Foi essa mostra especial que acabou levando ao sucesso do Louvre em adquirir o diamante do quarto visconde por uma quantia não revelada, que alguns lapidãrios franceses estimaram em 1 milhão de libras (7,6 milhões de dólares ou 4,8 milhões de libras, em valores de hoje). Continua a ser uma especulação se essa de fato foi a quantia pela qual o Sancy foi adquirido, já que os documentos do Banque de France, que comprou a pedra em nome do Louvre, não estão disponíveis para o público.

O Sancy repousa em uma vitrine semelhante a um caixão aberto, com 1,8 metro de comprimento por 1,2 metro de largura. No alto da vitrine há uma base inclinada de seda cor-de-rosa na qual o Sancy está preso, e à es­querda estão o Regente e o Hortênsia. Uma réplica da coroa de Luís XV, com cópias do Sancy e do Regente, repousa na extrema esquerda da vitrine. O Sancy está ligeiramente inclinado para cima de modo a ocultar os arranhões de todos os acontecimentos históricos que suportou. Ele está envolvido por um simples círculo de ouro branco que parece reduzir o diamante a um for­mato de pêra um tanto menor. Próximo ao Sancy, o Regente brilha de forma magnífica — mais de três vezes maior que o Sancy. Na extrema esquerda, o Hortênsia botão de pêssego, com seu corte pentagonal do século XVIII, embora menor que o Sancy, igualmente parece mais importante.

Nos outros cantos da vitrine estão outros remanescentes das jóias da coroa francesa. Quando comparadas com a coleção de jóias da coroa britânica, francamente, fazem uma triste figura. Em abril de 2002, a placa em frente ao Sancy informava simplesmente: "Parte das jóias da coroa da França, na coroa de Luís XIV e Luís XV, entregue ao Louvre pelo visconde Astor."
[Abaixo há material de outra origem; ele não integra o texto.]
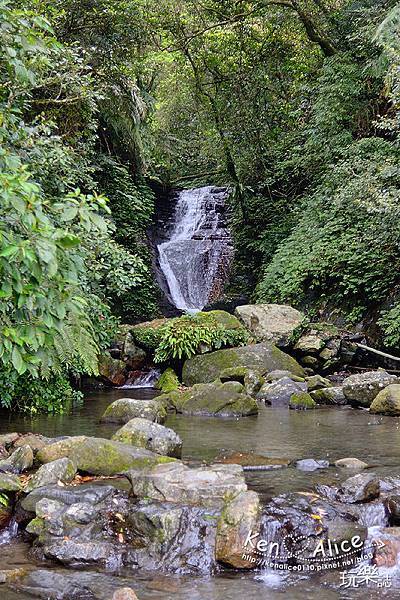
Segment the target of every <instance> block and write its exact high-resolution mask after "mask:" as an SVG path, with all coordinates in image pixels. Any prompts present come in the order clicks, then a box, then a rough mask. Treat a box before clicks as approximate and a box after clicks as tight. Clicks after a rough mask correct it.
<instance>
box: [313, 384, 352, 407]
mask: <svg viewBox="0 0 400 600" xmlns="http://www.w3.org/2000/svg"><path fill="white" fill-rule="evenodd" d="M310 396H311V398H312V399H313V400H314V401H315V402H316V403H317V404H327V405H342V404H346V398H345V396H344V394H343V389H342V388H341V387H330V388H323V389H322V390H314V391H312V392H310Z"/></svg>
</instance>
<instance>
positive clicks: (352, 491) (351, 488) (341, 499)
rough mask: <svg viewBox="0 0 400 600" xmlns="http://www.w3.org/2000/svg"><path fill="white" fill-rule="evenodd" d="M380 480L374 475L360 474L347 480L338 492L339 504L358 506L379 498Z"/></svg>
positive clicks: (371, 473) (338, 498)
mask: <svg viewBox="0 0 400 600" xmlns="http://www.w3.org/2000/svg"><path fill="white" fill-rule="evenodd" d="M379 492H380V483H379V479H378V478H377V477H376V475H375V474H373V473H359V474H358V475H354V476H353V477H350V478H349V479H346V481H344V482H343V483H342V485H341V486H340V488H339V489H338V491H337V494H336V499H337V500H338V501H339V502H345V503H349V504H358V503H361V502H368V501H369V500H373V499H374V498H377V497H378V496H379Z"/></svg>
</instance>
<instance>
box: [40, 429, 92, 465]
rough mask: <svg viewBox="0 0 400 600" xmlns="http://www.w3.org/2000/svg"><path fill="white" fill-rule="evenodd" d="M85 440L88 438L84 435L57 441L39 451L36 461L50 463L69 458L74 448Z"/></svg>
mask: <svg viewBox="0 0 400 600" xmlns="http://www.w3.org/2000/svg"><path fill="white" fill-rule="evenodd" d="M85 439H86V436H84V435H75V436H71V437H67V438H62V439H60V440H57V441H55V442H53V443H52V444H49V445H48V446H45V447H44V448H42V449H41V450H39V451H38V453H37V455H36V460H37V461H39V462H41V463H50V462H53V461H56V460H58V459H60V458H65V457H68V456H69V455H70V454H71V452H72V450H73V448H74V447H75V446H76V445H78V444H80V442H83V441H84V440H85Z"/></svg>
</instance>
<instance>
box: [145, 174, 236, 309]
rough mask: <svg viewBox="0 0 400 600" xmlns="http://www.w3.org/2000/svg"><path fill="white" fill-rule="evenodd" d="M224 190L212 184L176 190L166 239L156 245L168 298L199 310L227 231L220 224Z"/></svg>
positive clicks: (201, 306) (216, 276)
mask: <svg viewBox="0 0 400 600" xmlns="http://www.w3.org/2000/svg"><path fill="white" fill-rule="evenodd" d="M225 197H226V190H224V189H222V188H214V187H211V186H208V187H202V188H197V189H192V190H184V191H182V192H180V193H179V195H178V199H177V204H176V208H175V213H174V225H173V227H172V229H171V231H170V233H169V239H168V240H167V241H165V242H163V243H161V244H159V245H158V246H157V250H158V255H159V264H160V268H161V271H162V272H163V274H164V277H165V280H166V282H167V285H168V289H169V295H170V299H171V302H172V303H173V304H174V305H175V306H176V307H177V308H179V309H180V310H185V311H196V310H201V309H202V308H203V307H204V306H205V305H206V304H207V303H208V301H209V298H210V293H211V292H212V288H213V285H214V283H215V279H216V277H217V276H218V271H219V267H220V263H221V259H222V257H223V254H224V250H225V249H226V248H227V246H228V244H229V235H228V232H227V230H226V228H225V227H224V226H223V224H221V207H223V205H224V200H225Z"/></svg>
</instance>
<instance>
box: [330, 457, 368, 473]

Fiquei mais chocada que desapontada quando vi o Sancy pela primeira vez. Certamente o Louvre poderia exibir melhor o diamante. Então eu ouvi a gravação em francês e inglês em busca de um relato da litania dos famosos proprietários do Sancy e daqueles que o cobiçaram, e fiquei novamente cho­cada ao ver que não havia nada. O Regente tinha uma explicação na grava­ção, assim como a coroa de Luís XV, enquanto o Sancy merecia unicamente a menção de ter sido colocado "no alto da coroa".

Em minha segunda visita para ver o diamante, em julho de 2002, havia uma nova etiqueta incluindo as palavras "supostamente pertencente a Carlos, o Temerário" no início da placa, e o diamante tinha sido reposicionado e aparentemente polido — dessa forma escondendo seus históricos arranhões. Não sei se isso tinha algo a ver com o fato de eu ter avisado ao museu que estava escrevendo este livro.

O que acho interessante é por que o Louvre teria se esforçado como fez para adquirir o Sancy se não tinha a intenção de reconhecer a "fantasia" (pa­lavra deles, não minha) que cerca o diamante, ou de descobrir a verdadeira história? Tudo o que foi escrito sobre o Sancy antes do meu livro fia-se em apenas uns poucos autores franceses, fontes secundárias ou as mentiras de Harlay de Sancy ou Robert de Berquen. Até certo ponto eliminei a névoa que cercava a história do Sancy buscando as fontes primárias na França, a Bélgica, Holanda, Inglaterra, Portugal, Alemanha, Espanha, Suíça e Itália, revelando muitos — mas não todos — segredos do Sancy. Também o Louvre guarda seu próprio segredo de por que escolheu não esclarecer seus visitan­tes sobre o passado deste fascinante diamante.

Quando eu dei meu último adeus ao Sancy, senti que a descrição da his­tória fenomenal da gema era lamentavelmente vazia, Agora que passei o úl­timo ano pesquisando, desvendando "histórias" anteriormente escritas, conversando com outros curadores e especialistas em diamantes europeus e algumas vezes me apaixonando e outras rompendo com o Sancy, estou mais convencida que nunca de que essa jóia foi metaforicamente escondida em sua vitrine, e em vez de sua estadia no Louvre ser seu porto seguro ou seu epílogo, a discrição de sua apresentação tornou-se o epitáfio do Sancy.